Neil Neil - 1 month ago 7
R Question

converting multiple date formats into one in r

I am working with messy excel file with multiple date formats

2016-10-17T12:38:41Z
Mon Oct 17 08:03:08 GMT 2016
10-Sep-15
13-Oct-09
18-Oct-2016 05:42:26 UTC


I want to convert all of the above in
yyyy-mm-dd
format. I am using following code for the conversion but lot of values are coming NA.

as.Date(parse_date_time(df$date,c('mdy', 'ymd_hms','a b d HMS y','d b y HMS')))

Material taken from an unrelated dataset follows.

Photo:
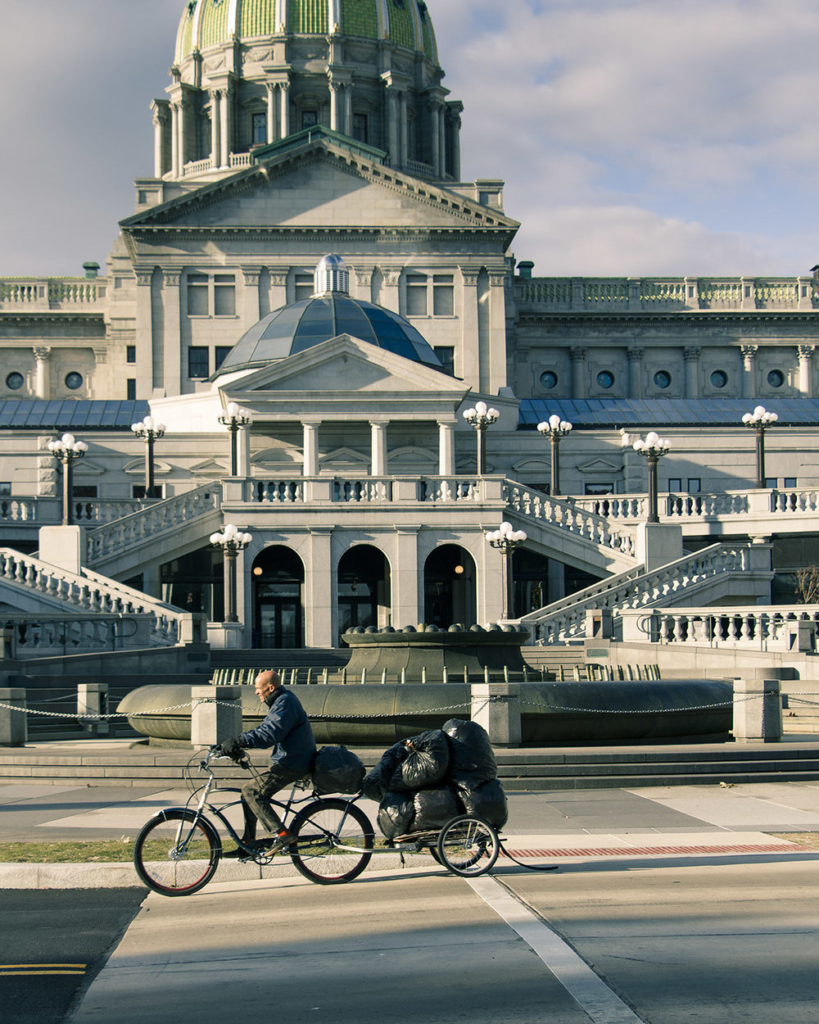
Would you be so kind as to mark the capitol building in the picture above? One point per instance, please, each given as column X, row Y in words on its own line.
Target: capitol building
column 308, row 294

How can I do it all of them together. I have read other threads on similar case,but nothing seems to work for my case.
Please help

Answer

If I add 'dmy' to the list then at least all of the cases in your example are succesfully parsed:

 z <- c("2016-10-17T12:38:41Z", "Mon Oct 17 08:03:08 GMT 2016", 
 "10-Sep-15",  "13-Oct-09", "18-Oct-2016 05:42:26 UTC")

library(lubridate)
parse_date_time(z,c('mdy', 'dmy', 'ymd_HMS','a b d HMS y','d b y HMS'))
## [1] "2016-10-17 12:38:41 UTC" "2016-10-17 08:03:08 UTC"
## [3] "2015-09-10 00:00:00 UTC" "2009-10-13 00:00:00 UTC"
## [5] "2016-10-18 05:42:26 UTC"

Your big problem will be the third and fourth elements: are these actually meant to be 'ymd' and 'dmy' respectively? I'm not sure how any logic will let you auto-detect these differences ... out of context, "15 Sep 2010" and "10 September 2015" both seem perfectly reasonable possibilities ...

For what it's worth I also tried the new anytime package - it only handled the first and last element.